Les Chroniques de Sire Jean Froissart/Livre I, Partie II/Chapitre CCCXXIV

Texte établi par J. A. C. Buchon (Ip. 623-624).

CHAPITRE CCCXXIV.


Comment le pape Urbain mourut, et comment Grégoire XI fut élu en pape, dont le roi de France fut moult joyeux.

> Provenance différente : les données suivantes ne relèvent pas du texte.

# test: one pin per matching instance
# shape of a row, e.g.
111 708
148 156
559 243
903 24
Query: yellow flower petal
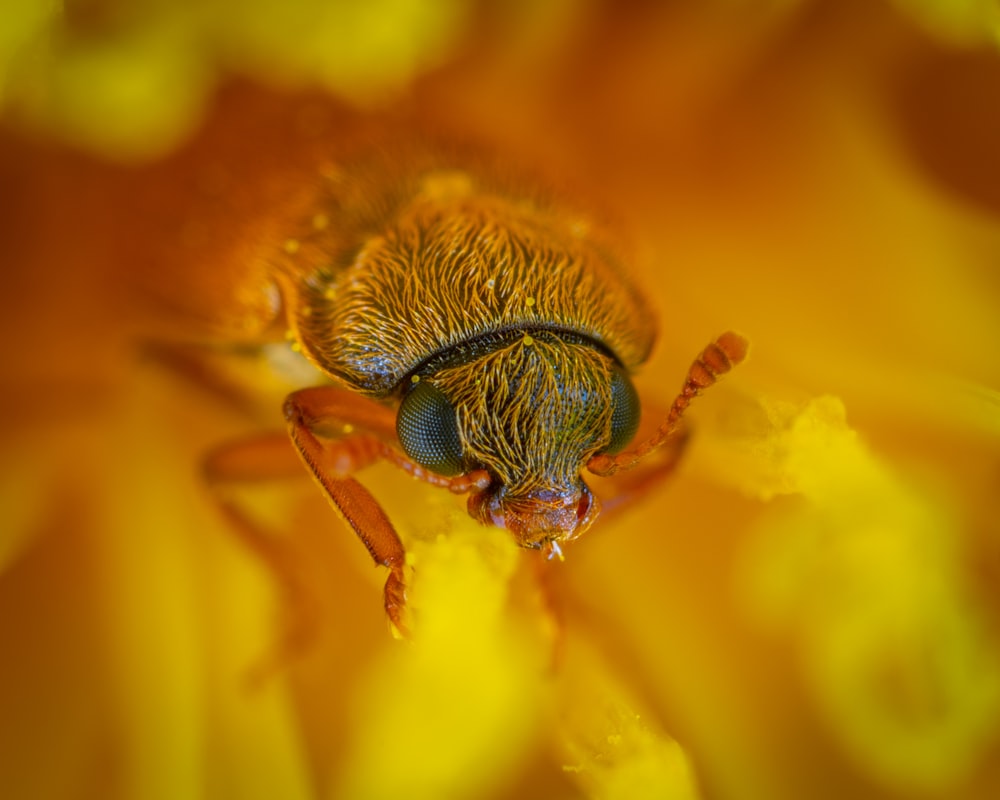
866 573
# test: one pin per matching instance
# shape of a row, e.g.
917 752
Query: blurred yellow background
809 609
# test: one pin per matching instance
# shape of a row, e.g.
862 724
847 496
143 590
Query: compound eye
427 428
624 411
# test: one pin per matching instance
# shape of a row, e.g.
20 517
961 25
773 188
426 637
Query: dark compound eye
624 411
428 430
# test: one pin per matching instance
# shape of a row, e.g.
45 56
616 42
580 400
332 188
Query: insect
480 338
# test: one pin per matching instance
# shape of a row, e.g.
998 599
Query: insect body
484 340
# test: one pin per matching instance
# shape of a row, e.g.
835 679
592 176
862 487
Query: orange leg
264 458
367 429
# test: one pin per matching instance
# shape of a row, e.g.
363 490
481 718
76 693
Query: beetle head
532 414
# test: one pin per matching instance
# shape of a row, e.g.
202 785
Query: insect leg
265 458
316 413
715 360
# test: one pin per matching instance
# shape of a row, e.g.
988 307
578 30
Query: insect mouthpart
540 519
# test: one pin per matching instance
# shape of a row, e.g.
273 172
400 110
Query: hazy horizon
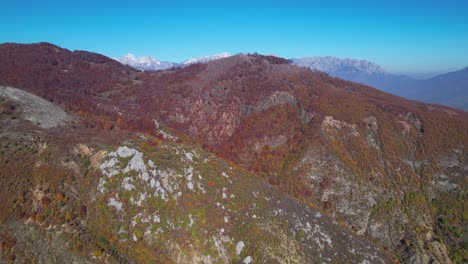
416 37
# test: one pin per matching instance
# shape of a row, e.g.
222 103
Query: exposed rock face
35 109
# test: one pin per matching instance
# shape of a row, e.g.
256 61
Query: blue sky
402 36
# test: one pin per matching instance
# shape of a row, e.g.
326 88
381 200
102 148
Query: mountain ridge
383 166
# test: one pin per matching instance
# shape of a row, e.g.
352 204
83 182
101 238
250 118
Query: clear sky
400 35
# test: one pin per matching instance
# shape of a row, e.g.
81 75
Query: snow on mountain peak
207 58
331 65
146 63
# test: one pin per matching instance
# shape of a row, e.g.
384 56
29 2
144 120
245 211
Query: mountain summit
335 66
449 89
362 165
146 63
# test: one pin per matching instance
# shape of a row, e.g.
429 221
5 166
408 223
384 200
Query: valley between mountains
243 159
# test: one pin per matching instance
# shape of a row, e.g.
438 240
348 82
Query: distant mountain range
148 63
448 89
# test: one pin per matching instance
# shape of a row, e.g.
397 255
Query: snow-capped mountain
146 63
333 66
449 89
207 58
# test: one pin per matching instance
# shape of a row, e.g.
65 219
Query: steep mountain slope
147 63
389 169
448 89
74 194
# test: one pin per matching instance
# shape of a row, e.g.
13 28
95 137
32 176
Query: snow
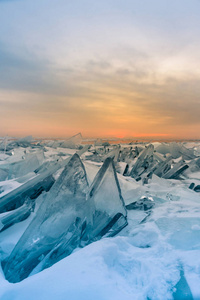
155 257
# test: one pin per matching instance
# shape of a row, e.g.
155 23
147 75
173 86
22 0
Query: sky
109 68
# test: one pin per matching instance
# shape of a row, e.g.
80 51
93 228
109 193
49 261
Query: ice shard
102 214
175 171
68 219
72 142
34 187
56 222
29 163
108 205
16 216
143 161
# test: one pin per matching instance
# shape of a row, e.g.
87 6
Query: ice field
99 221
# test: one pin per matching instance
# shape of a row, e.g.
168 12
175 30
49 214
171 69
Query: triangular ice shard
108 205
72 142
144 160
57 217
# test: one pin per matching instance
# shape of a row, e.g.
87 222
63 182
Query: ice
29 163
182 289
16 216
72 142
143 161
144 203
54 223
175 172
68 219
33 187
109 207
156 256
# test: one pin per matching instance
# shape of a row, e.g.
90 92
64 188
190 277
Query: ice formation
68 219
140 226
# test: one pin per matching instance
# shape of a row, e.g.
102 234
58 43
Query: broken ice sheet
67 219
52 222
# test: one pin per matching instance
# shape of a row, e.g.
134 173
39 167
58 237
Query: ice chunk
3 174
174 172
143 161
16 216
144 203
34 187
57 221
72 142
68 219
29 163
182 289
107 202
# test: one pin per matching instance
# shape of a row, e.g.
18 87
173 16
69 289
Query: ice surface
56 221
143 161
72 142
67 219
156 256
34 187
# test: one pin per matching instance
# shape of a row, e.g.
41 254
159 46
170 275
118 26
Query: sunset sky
107 68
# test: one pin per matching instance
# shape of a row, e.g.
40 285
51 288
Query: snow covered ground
157 256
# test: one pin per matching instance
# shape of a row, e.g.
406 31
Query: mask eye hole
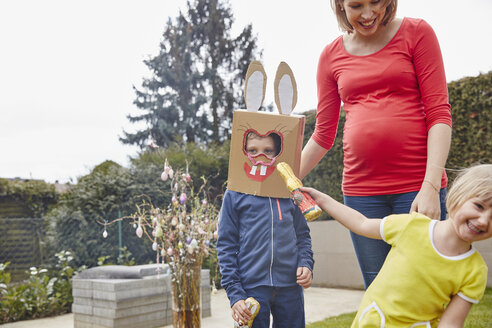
254 135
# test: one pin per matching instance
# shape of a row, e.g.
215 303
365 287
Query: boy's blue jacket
261 242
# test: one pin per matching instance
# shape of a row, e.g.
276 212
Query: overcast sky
67 67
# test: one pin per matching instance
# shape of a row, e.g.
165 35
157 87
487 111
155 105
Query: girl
432 274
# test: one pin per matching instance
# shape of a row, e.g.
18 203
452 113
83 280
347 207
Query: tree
197 78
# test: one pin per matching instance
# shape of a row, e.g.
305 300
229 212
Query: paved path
320 303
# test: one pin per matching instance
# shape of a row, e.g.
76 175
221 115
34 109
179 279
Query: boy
264 248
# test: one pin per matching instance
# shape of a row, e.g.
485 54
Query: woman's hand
304 277
427 201
240 312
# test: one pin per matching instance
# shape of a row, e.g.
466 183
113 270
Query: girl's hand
304 277
240 312
315 194
427 202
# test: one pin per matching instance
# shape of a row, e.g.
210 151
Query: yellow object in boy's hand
305 202
254 308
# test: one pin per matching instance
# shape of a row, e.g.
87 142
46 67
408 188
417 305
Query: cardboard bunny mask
256 174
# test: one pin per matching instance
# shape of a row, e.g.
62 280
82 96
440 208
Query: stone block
135 297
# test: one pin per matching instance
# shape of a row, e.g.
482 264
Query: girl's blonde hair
343 22
473 182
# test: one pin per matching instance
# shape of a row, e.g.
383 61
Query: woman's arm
438 143
455 313
348 217
310 157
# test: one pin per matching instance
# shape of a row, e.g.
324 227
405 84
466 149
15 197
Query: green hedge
26 198
471 107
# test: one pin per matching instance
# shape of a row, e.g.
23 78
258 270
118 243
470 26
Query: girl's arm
455 313
348 217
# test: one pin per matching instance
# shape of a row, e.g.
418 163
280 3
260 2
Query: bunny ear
285 89
254 86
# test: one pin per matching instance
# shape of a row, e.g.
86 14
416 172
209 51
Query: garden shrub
44 293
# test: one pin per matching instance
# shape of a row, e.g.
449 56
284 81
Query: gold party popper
254 308
302 199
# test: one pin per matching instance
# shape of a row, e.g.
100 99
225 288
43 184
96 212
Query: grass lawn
480 316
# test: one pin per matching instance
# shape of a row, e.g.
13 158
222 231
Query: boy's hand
240 312
304 277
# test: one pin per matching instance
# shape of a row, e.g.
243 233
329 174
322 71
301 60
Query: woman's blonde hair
343 22
473 182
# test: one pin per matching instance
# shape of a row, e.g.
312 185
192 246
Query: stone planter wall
128 297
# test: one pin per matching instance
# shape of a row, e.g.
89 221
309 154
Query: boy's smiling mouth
473 228
262 167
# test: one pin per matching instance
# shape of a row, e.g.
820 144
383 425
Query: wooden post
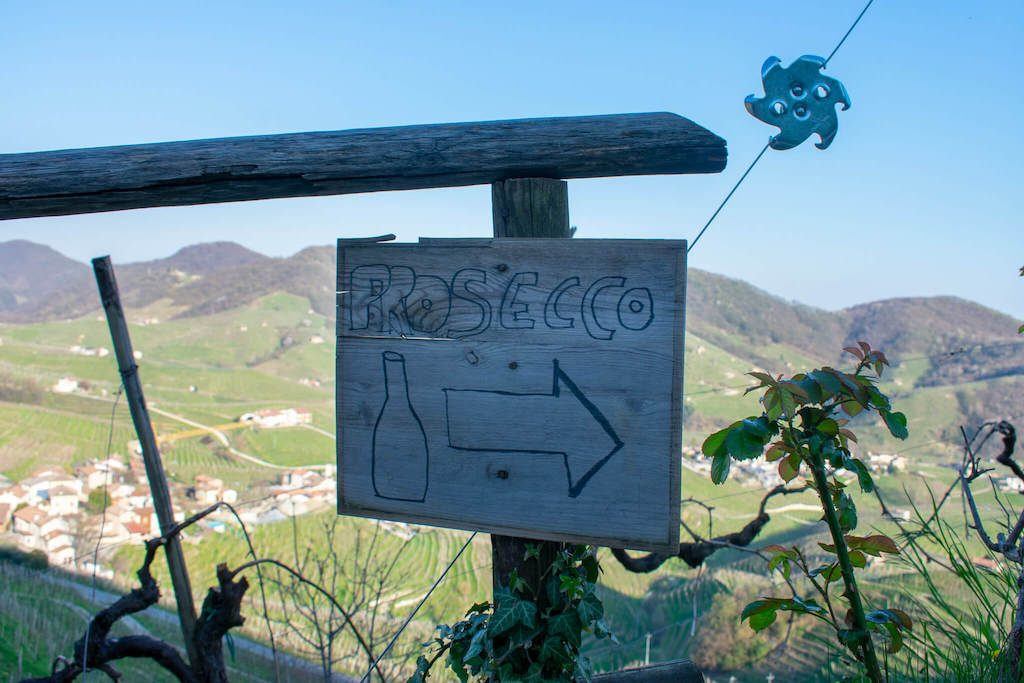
108 284
526 208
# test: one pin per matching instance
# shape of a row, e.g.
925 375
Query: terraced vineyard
275 351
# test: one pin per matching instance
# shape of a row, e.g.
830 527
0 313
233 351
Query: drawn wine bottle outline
399 456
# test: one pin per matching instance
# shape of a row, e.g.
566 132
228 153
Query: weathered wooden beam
680 671
239 169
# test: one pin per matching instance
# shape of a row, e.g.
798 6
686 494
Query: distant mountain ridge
38 283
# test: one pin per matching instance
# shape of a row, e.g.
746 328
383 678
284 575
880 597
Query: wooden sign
527 387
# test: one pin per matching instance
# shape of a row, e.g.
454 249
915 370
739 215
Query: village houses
272 419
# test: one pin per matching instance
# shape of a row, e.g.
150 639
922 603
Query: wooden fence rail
238 169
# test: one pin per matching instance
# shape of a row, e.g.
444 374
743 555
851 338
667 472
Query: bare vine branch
695 552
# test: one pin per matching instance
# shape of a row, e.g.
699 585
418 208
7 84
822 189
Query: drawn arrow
563 422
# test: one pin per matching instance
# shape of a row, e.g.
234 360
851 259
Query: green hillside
247 333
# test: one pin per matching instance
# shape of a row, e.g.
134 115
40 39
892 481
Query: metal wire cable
409 619
765 148
102 523
847 34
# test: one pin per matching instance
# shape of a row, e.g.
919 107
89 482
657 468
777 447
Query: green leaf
720 468
872 545
748 440
715 444
762 621
476 644
847 512
828 383
863 475
896 422
852 408
511 612
553 649
788 467
758 606
568 626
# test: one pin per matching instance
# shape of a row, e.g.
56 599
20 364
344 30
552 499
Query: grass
238 363
37 625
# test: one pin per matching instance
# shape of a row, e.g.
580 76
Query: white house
62 501
66 385
13 496
271 419
61 556
1012 484
28 524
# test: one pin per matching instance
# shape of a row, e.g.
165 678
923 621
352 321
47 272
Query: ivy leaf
553 649
511 612
568 626
476 644
720 468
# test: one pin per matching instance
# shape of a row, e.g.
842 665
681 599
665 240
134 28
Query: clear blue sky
919 195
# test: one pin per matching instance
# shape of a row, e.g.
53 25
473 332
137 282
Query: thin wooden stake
109 294
526 208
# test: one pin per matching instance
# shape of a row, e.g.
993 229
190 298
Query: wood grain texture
526 208
549 417
238 169
530 208
680 671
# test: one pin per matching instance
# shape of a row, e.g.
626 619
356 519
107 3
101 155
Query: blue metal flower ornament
800 100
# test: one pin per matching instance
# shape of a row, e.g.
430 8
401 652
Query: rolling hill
225 330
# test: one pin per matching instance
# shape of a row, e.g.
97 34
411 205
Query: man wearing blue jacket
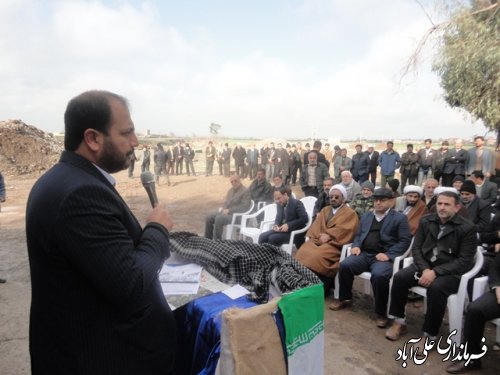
383 234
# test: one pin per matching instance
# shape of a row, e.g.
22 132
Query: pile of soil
25 149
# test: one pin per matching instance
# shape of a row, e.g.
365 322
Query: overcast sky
258 68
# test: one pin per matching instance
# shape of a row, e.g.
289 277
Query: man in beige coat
334 226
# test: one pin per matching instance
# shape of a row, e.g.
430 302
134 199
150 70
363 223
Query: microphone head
147 178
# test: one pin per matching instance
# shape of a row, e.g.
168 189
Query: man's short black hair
285 189
89 110
451 195
478 174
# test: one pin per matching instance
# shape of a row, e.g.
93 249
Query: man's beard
111 159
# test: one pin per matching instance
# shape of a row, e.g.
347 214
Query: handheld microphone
148 181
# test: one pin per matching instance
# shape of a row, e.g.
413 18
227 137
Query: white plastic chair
308 203
261 204
231 228
456 302
366 276
480 287
266 223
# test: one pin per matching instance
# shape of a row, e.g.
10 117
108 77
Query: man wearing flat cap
412 206
478 210
480 158
334 226
383 234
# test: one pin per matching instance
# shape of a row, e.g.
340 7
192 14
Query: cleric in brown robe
334 226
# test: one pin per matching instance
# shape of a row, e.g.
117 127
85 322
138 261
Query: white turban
340 188
441 189
413 189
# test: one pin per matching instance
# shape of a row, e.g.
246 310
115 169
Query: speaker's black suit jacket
97 305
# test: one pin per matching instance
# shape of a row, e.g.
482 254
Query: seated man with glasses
291 215
383 234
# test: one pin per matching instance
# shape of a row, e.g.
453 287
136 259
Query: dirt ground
353 344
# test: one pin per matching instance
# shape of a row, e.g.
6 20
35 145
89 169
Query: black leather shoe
460 368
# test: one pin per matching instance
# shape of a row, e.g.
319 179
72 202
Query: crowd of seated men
447 223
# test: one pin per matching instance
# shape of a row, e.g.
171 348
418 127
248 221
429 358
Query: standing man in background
97 305
178 154
454 163
425 158
480 158
252 161
132 159
360 165
373 156
209 158
409 167
146 158
389 161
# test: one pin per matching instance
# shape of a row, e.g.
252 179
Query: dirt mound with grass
25 149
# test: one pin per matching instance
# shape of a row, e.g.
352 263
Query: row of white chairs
456 302
249 229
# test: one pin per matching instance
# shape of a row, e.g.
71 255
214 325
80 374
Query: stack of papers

Après celle déconfiture de Pont-Volain, où une partie des Anglois furent rués jus, pourquoi leur chevauchée se dérompit et défit toute, messire Bertran du Guesclin, qui en sa nouvelleté de l’office de connétable de France se usoit, qui en eut grand’grâce et grand’recommandation, s’en vint en France et le sire de Cliçon avec lui, et emmenèrent la plus grand’partie de leurs prisonniers en leur compagnie en la cité de Paris. Là les y tinrent-ils tout aises sans danger, et les reçurent sur leur foi courtoisement, sans autre contrainte. Ils ne les mirent point en prison, en fers, ni en ceps, ainsi que les Allemands font leurs prisonniers, quand ils les tiennent, pour attraire plus grand’finance : maudits soient-ils ! ce sont gens sans pitié et sans honneur, et aussi on n’en devroit nul prendre à merci. Les François firent bonne compagnie à leurs prisonniers, et les rançonnèrent courtoisement sans eux trop gréver ni presser.

De l’avenue de Pont-Volain et du dommage des Anglois furent moult courroucés le prince de Galles, le duc de Lancastre et ceux de leur côté qui se tenoient à Congnac, après l’avenue et le reconquêt de Limoges.

En cet temps et environ Noël, trépassa de ce siècle en Avignon, le pape Urbain Ve[1], qui tant fut vaillant clerc, preud’om et bon François. Et adonc se mirent les cardinaux en conclave, et élurent entre eux un pape, et le firent par commun accord du cardinal de Beaufort ; et fut ce pape appelé Grégoire XI[2] de la création de divine providence. De lui fut durement lie le roi de France, pourtant qu’il le sentoit bon François et preud’om. Et étoit au temps de sa création de-lez lui en Avignon le duc d’Anjou, qui y rendit grand’peine qu’il le fût.

En ce temps avint à monseigneur Eustache d’Aubrecicourt une moult dure aventure : car il chevauchoit en Limousin ; si vint un soir dedans le châtel du seigneur de Pierre-Buffière, qu’il tenoit pour ami, et pour compagnon et pour bon Anglois : mais il mit Thibaut du Pont, un homme d’armes Breton et sa route dedans son châtel ; lequel prit pour prisonnier monseigneur Eustache, qui de ce ne se donnoit point de garde, et le mena avecques lui comme son prisonnier, et le rançonna depuis douze mille francs, dont il en paya les quatre mille, et son fils François d’Aubrecicourt demeura en ôtage pour le demeurant devers le duc de Bourbon, qui l’avoit raplegié et rendu grand’peine à sa délivrance, pour la cause de ce que monseigneur Eustache avoit aussi rendu grand’peine à la délivrance de madame sa mère que les Compagnie prirent à Belleperche. Depuis sa délivrance, messire Eustache s’en vint demeurer en Quarenten, outre les gués Saint-Clément en la basse Normandie, en une bonne ville que le roi de Navarre lui avoit donnée ; et là mourut. Dieu en ait l’âme ! car il fut, tant comme il vesqui et dura, moult vaillant chevalier.

  1. Urbain V mourut le 19 décembre.
  2. L’élection de Grégoire XI se fit le 30 décembre.